Friday, September 25, 2009

GOTW - Whackometer Week 4

Here are the results for the Week 4, Game-of-the-Week Whackometer, which attempts to see whether one (or more) of the GOTW judges are "whacko".

This week, Michael said , "I confess, I am a whacko judge". Do the statistics bear him out?
Name Week-4 || Average
Jeff 0.589 || 0.388
Greg 0.017 || 0.329
Arun 0.749 || 0.492
JimD 0.897 || 0.556
Mike 0.182 || 0.199
Remember that a number closer to 1.000 means that the judge agreed with the collective wisdom of the other judges, a number closer to -1.000 means that the judge disagreed with the collective wisdom of the other judges, and a number close to 0.000 means that the judge neither agreed nor disagreed with the collective wisdom of the other judges.

This week, three of the judges (Jeff, Arun, Jim) all were in pretty high agreement with the wisdom of the group. Michael was less so, and Greg had almost no relationship in his choices with everyone else.

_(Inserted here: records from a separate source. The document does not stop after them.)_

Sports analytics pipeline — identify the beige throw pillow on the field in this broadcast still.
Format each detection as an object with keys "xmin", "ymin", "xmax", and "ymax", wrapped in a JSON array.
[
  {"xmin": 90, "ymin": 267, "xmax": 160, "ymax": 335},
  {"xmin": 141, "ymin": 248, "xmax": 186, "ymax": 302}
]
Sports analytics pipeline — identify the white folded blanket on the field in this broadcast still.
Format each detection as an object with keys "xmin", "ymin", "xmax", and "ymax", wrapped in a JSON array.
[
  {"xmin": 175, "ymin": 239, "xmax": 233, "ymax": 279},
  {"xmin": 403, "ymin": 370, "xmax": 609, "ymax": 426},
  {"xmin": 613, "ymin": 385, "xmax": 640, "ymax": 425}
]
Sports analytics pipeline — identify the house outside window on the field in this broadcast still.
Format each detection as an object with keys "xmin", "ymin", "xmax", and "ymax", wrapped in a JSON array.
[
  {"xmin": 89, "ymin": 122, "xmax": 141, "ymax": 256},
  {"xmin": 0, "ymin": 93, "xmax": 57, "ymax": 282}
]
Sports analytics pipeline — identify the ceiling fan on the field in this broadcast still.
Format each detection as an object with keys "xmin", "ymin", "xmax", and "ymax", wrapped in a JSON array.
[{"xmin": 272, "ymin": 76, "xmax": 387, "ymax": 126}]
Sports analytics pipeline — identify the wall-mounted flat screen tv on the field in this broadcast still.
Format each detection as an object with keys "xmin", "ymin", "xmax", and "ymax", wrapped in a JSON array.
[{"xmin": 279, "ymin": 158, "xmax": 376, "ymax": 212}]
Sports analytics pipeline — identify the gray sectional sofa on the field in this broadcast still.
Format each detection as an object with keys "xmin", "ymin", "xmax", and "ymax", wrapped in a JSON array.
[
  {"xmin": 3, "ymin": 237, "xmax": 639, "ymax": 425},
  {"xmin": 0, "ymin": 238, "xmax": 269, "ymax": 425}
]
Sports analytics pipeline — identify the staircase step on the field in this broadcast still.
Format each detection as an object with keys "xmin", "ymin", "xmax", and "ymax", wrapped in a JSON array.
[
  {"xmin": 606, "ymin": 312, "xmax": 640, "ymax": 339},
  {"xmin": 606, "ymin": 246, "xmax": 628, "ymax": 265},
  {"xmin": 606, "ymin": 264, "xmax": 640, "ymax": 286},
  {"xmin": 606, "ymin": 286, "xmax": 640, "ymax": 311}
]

Overall, Michael still is somewhat less correlated with the wisdom of the group than the other judges. So, he's edging closer to whackoville, but he's not there yet. There's still a ways to go.

On another note, I was interested in seeing whether any of the judges exhibited a bias toward one team or another in picking game of the week. For example, did "Storm McRainy" award most GOTW points to Seattle, or "Jack Daniels" give lots of GOTW points to Tennessee? This can also be done with correlations.

Fortunately, the results were rather uninteresting. All judges agreed with the other judges with correlations ranging from 0.743 to 0.849. That's pretty high, and suggests there's absolutely no bias from any judge. I'll keep track of this for a few more weeks, but I doubt anything will come of it.


Von_Igelfeld said...

Just curious ... does the correlation factor include all games including the ones that don't make the cut for the first three places of GOTW?

In other words, does the correlation coefficient that you're computing represent the tendency of Mike to vote for games that ultimately become one of the three places for GOTW or does it represent the correlation of his votes for all games considered (which would presumably include other judge's selections that also didn't make the cut).

I think to make this more interesting, the judges would need to rate the games at something other than a summary kind of number. For example, if the judges rated each of the games for something like a) Artistic beauty b) Technical proficiency c) Opening novelty d) Middlegame creativity ... you could then actually perform a much more revealing analysis on the contributing factors for "whackiness". Anyway, I'm sure it's all too much to actually implement but the thought experiment is intriguing.

Bionic Lime said...

You've spotted an issue with my correlations, which I addressed in my Week 2 Whackometer, namely that I did not include the other non-point-getting games.